Das Gericht hat folgende Feststelllungen getroffen:
Der Betroffene fuhr am 29.10.2007 um 01.00 Uhr mit dem Pkw Ford, amtliches Kennzeichen ... auf der Bundesstraße B 102 in Höhe des Gewerbeamtes Fenn in Richtung Rathenow. Dort gilt eine Geschwindigkeitsbeschränkung von 80 km/h, die durch das Verkehrszeichen 274.1 angezeigt wird.
Zu diesem Zeitpunkt fand dort eine Geschwindigkeitsmessung statt. Die Geschwindigkeitsmessung wurde mit einem bis Ende 2008 geeichten Lasergeschwindigkeitsmessgerät Riegl LR90-235/P von den Polizeibeamten H. und K. durchgeführt, die entsprechend geschult worden waren.

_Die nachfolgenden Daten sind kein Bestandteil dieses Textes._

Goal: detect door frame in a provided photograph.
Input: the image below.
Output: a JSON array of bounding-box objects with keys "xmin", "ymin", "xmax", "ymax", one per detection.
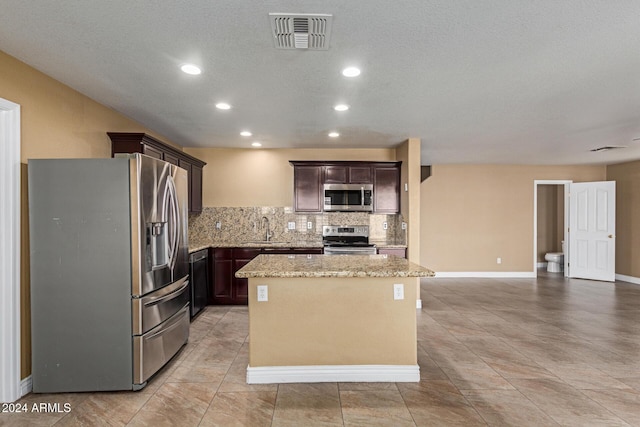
[
  {"xmin": 533, "ymin": 180, "xmax": 571, "ymax": 277},
  {"xmin": 0, "ymin": 97, "xmax": 21, "ymax": 403}
]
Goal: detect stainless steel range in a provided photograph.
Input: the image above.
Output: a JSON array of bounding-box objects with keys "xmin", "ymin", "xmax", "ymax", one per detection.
[{"xmin": 322, "ymin": 225, "xmax": 378, "ymax": 255}]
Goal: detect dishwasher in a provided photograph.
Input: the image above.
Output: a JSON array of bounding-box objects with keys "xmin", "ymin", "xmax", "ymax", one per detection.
[{"xmin": 189, "ymin": 249, "xmax": 209, "ymax": 319}]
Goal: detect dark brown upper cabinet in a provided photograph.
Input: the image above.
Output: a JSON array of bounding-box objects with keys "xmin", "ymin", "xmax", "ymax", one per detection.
[
  {"xmin": 348, "ymin": 166, "xmax": 373, "ymax": 184},
  {"xmin": 290, "ymin": 161, "xmax": 401, "ymax": 213},
  {"xmin": 292, "ymin": 165, "xmax": 323, "ymax": 212},
  {"xmin": 373, "ymin": 166, "xmax": 401, "ymax": 213},
  {"xmin": 108, "ymin": 132, "xmax": 206, "ymax": 213},
  {"xmin": 323, "ymin": 165, "xmax": 348, "ymax": 184},
  {"xmin": 324, "ymin": 165, "xmax": 372, "ymax": 184}
]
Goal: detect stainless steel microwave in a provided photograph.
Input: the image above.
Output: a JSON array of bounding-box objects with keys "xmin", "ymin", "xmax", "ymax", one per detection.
[{"xmin": 323, "ymin": 183, "xmax": 373, "ymax": 212}]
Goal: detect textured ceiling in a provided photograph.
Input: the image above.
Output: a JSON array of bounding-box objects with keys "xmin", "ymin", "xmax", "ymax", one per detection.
[{"xmin": 1, "ymin": 1, "xmax": 640, "ymax": 165}]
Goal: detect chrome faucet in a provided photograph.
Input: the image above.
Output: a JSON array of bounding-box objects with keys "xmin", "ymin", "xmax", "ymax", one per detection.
[{"xmin": 261, "ymin": 216, "xmax": 272, "ymax": 241}]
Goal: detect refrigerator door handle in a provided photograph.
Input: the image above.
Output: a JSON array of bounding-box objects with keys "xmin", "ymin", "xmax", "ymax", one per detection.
[
  {"xmin": 143, "ymin": 279, "xmax": 189, "ymax": 308},
  {"xmin": 163, "ymin": 175, "xmax": 180, "ymax": 274},
  {"xmin": 169, "ymin": 175, "xmax": 180, "ymax": 272}
]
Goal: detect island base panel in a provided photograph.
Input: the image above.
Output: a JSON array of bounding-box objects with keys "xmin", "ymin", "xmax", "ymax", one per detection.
[{"xmin": 248, "ymin": 277, "xmax": 418, "ymax": 370}]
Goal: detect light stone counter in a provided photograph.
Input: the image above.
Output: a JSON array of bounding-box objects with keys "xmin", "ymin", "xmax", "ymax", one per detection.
[
  {"xmin": 189, "ymin": 240, "xmax": 323, "ymax": 253},
  {"xmin": 188, "ymin": 242, "xmax": 212, "ymax": 253},
  {"xmin": 373, "ymin": 244, "xmax": 407, "ymax": 249},
  {"xmin": 189, "ymin": 241, "xmax": 405, "ymax": 253},
  {"xmin": 235, "ymin": 254, "xmax": 434, "ymax": 279}
]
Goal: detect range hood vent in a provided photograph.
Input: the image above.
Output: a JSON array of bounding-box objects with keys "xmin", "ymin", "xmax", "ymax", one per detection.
[{"xmin": 269, "ymin": 13, "xmax": 333, "ymax": 50}]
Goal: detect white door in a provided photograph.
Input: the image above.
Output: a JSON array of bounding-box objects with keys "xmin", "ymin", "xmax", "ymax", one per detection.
[{"xmin": 569, "ymin": 181, "xmax": 616, "ymax": 281}]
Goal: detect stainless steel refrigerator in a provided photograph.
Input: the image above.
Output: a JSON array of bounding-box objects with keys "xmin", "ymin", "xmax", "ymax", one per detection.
[{"xmin": 28, "ymin": 154, "xmax": 190, "ymax": 392}]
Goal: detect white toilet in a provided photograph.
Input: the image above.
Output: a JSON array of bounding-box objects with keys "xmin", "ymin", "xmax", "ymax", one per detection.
[{"xmin": 545, "ymin": 241, "xmax": 565, "ymax": 273}]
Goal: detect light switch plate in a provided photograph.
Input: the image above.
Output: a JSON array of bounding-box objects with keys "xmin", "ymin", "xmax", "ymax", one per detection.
[
  {"xmin": 287, "ymin": 221, "xmax": 296, "ymax": 230},
  {"xmin": 393, "ymin": 284, "xmax": 404, "ymax": 300},
  {"xmin": 257, "ymin": 285, "xmax": 268, "ymax": 302}
]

Die auf eine Entfernung von 373,0 m gemessene Geschwindigkeit des vom Betroffenen geführten Fahrzeuges soll nach Abzug des Toleranzwertes von 5 km/h noch 147 km/h betragen haben.
Die Verwaltungsbehörde erließ gegen den Betroffenen am 17.01.2008 einen Bußgeldbescheid, in dem sie eine Geldbuße von 320,00 € festsetzte und ein Fahrverbot von 2 Monaten anordnete.
II.
Der Betroffene war aus tatsächlichen Gründen freizusprechen.
Die Messung vom 29.10.2007 entspricht nicht den Vorgaben an ein standardisiertes Messverfahren und ist unwirksam.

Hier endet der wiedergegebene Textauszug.